The market timing is favorable for 2025-2026 due to maturing on-device AI technologies, rising privacy regulations and user concerns over data collection, growing demand for open-source alternatives, and the trend toward efficient small models amid AI democratization. This aligns well with increasing interest in customizable, private mobile UX. Excellent Timing.

✅ Feasibility

High. Models are small, proven to run efficiently on-device with low compute needs, keeping development and operation costs minimal.
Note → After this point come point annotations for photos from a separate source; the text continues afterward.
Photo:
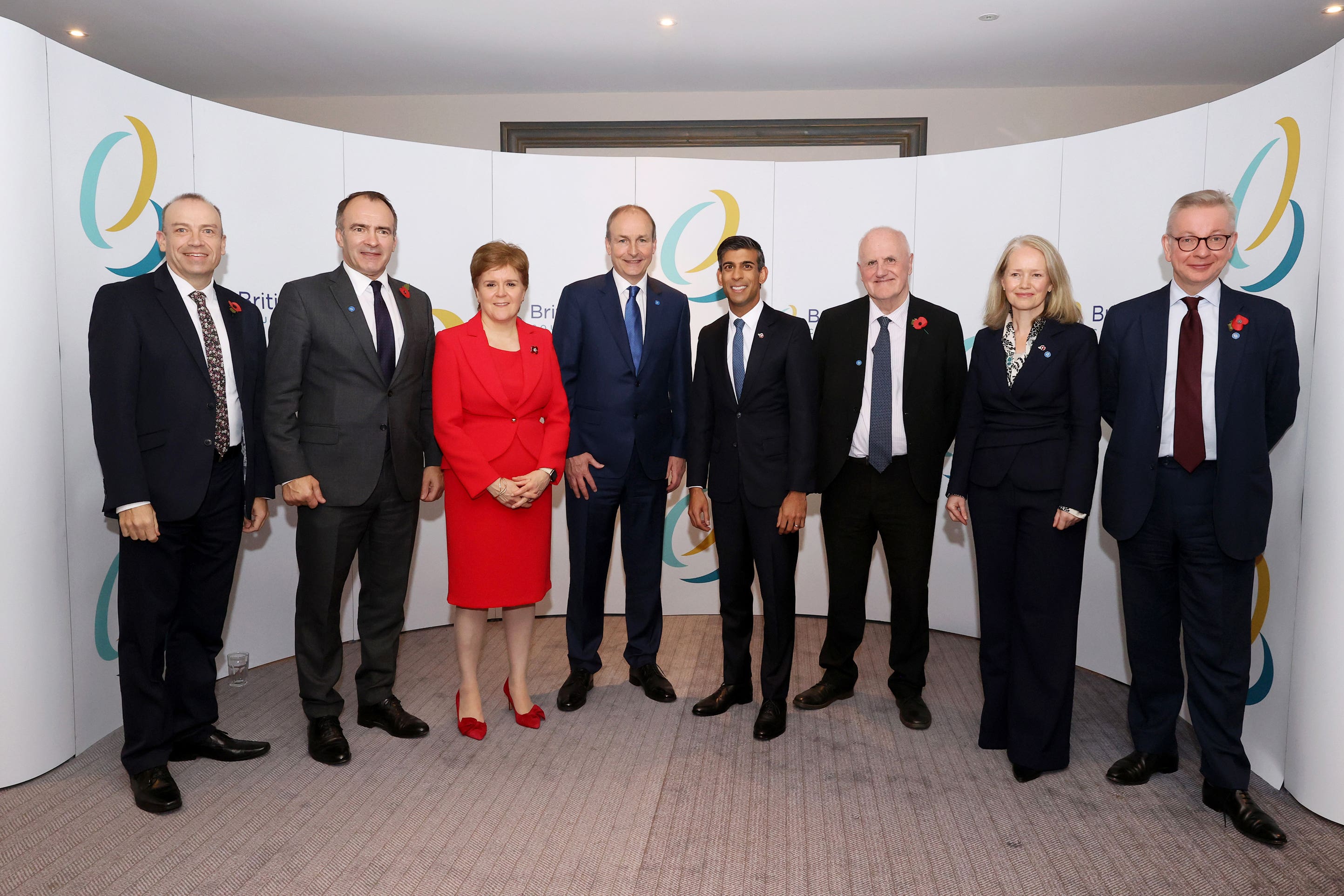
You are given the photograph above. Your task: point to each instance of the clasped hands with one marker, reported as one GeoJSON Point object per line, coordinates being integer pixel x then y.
{"type": "Point", "coordinates": [520, 491]}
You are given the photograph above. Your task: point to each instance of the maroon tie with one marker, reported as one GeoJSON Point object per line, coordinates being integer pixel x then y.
{"type": "Point", "coordinates": [1189, 433]}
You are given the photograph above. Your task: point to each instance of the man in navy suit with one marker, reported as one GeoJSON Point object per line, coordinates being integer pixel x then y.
{"type": "Point", "coordinates": [176, 367]}
{"type": "Point", "coordinates": [624, 344]}
{"type": "Point", "coordinates": [1198, 382]}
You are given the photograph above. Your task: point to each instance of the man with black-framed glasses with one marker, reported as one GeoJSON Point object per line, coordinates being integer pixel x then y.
{"type": "Point", "coordinates": [1198, 382]}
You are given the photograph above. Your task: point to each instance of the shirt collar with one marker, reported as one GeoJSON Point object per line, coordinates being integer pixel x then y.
{"type": "Point", "coordinates": [1210, 293]}
{"type": "Point", "coordinates": [749, 320]}
{"type": "Point", "coordinates": [362, 283]}
{"type": "Point", "coordinates": [187, 289]}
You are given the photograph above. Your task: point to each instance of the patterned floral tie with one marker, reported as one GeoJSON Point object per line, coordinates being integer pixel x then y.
{"type": "Point", "coordinates": [216, 364]}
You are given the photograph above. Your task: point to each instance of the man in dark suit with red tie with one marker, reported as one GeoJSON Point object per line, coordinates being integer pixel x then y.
{"type": "Point", "coordinates": [752, 449]}
{"type": "Point", "coordinates": [176, 367]}
{"type": "Point", "coordinates": [893, 370]}
{"type": "Point", "coordinates": [1198, 382]}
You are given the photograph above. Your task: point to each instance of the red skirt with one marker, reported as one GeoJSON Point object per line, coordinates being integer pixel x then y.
{"type": "Point", "coordinates": [498, 557]}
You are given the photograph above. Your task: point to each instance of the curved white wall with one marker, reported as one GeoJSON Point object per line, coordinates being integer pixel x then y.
{"type": "Point", "coordinates": [1101, 196]}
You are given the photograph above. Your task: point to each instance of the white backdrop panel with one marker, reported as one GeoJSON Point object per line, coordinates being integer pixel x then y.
{"type": "Point", "coordinates": [696, 203]}
{"type": "Point", "coordinates": [443, 201]}
{"type": "Point", "coordinates": [968, 207]}
{"type": "Point", "coordinates": [555, 209]}
{"type": "Point", "coordinates": [1290, 112]}
{"type": "Point", "coordinates": [35, 651]}
{"type": "Point", "coordinates": [820, 214]}
{"type": "Point", "coordinates": [1116, 190]}
{"type": "Point", "coordinates": [1314, 770]}
{"type": "Point", "coordinates": [277, 184]}
{"type": "Point", "coordinates": [90, 105]}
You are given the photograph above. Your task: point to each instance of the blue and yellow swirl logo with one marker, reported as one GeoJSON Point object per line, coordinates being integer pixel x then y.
{"type": "Point", "coordinates": [667, 258]}
{"type": "Point", "coordinates": [1293, 137]}
{"type": "Point", "coordinates": [89, 196]}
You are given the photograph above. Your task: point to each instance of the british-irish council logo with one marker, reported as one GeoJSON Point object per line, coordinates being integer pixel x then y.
{"type": "Point", "coordinates": [1293, 137]}
{"type": "Point", "coordinates": [89, 196]}
{"type": "Point", "coordinates": [676, 276]}
{"type": "Point", "coordinates": [671, 530]}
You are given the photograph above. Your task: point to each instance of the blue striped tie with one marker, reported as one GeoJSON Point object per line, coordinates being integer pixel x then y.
{"type": "Point", "coordinates": [740, 367]}
{"type": "Point", "coordinates": [879, 414]}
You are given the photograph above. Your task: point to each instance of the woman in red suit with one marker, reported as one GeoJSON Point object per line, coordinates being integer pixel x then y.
{"type": "Point", "coordinates": [503, 422]}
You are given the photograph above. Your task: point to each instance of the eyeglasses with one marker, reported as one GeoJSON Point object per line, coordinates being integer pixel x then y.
{"type": "Point", "coordinates": [1216, 243]}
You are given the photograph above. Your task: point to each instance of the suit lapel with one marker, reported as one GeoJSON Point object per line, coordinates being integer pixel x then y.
{"type": "Point", "coordinates": [478, 348]}
{"type": "Point", "coordinates": [349, 307]}
{"type": "Point", "coordinates": [1229, 360]}
{"type": "Point", "coordinates": [1154, 323]}
{"type": "Point", "coordinates": [181, 317]}
{"type": "Point", "coordinates": [611, 307]}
Open-source approach reduces risks; compliance is straightforward as no cloud data handling. High scalability for integration into keyboards, though adoption depends on developer uptake and cross-layout accuracy.

🎯 Target Market

Main target segments: open-source developers and creators of custom Android keyboards, privacy-conscious tech enthusiasts and power users (ages 18-45). Industries: mobile input methods, AI tools, open-source software. Geographic: global with strong adoption potential in US and Europe due to privacy awareness. Core pain points: insufficient swipe accuracy in non-proprietary keyboards and data privacy risks. Willingness to pay: moderate, via project donations, premium apps or integration services.

⚔️ Competition

Low. Direct competitors: 1. Gboard (gboard.app), 2. Microsoft SwiftKey (swiftkey.com), 3. FlorisBoard (florisboard.org), 4. AnySoftKeyboard (anysoftkeyboard.github.io), 5. TouchPal (touchpal.com). Advantages: fully open-source with released dataset, guaranteed on-device privacy, small efficient footprint. Disadvantages: may require more developer effort to integrate, potentially less polished accuracy or language support than proprietary cloud solutions initially.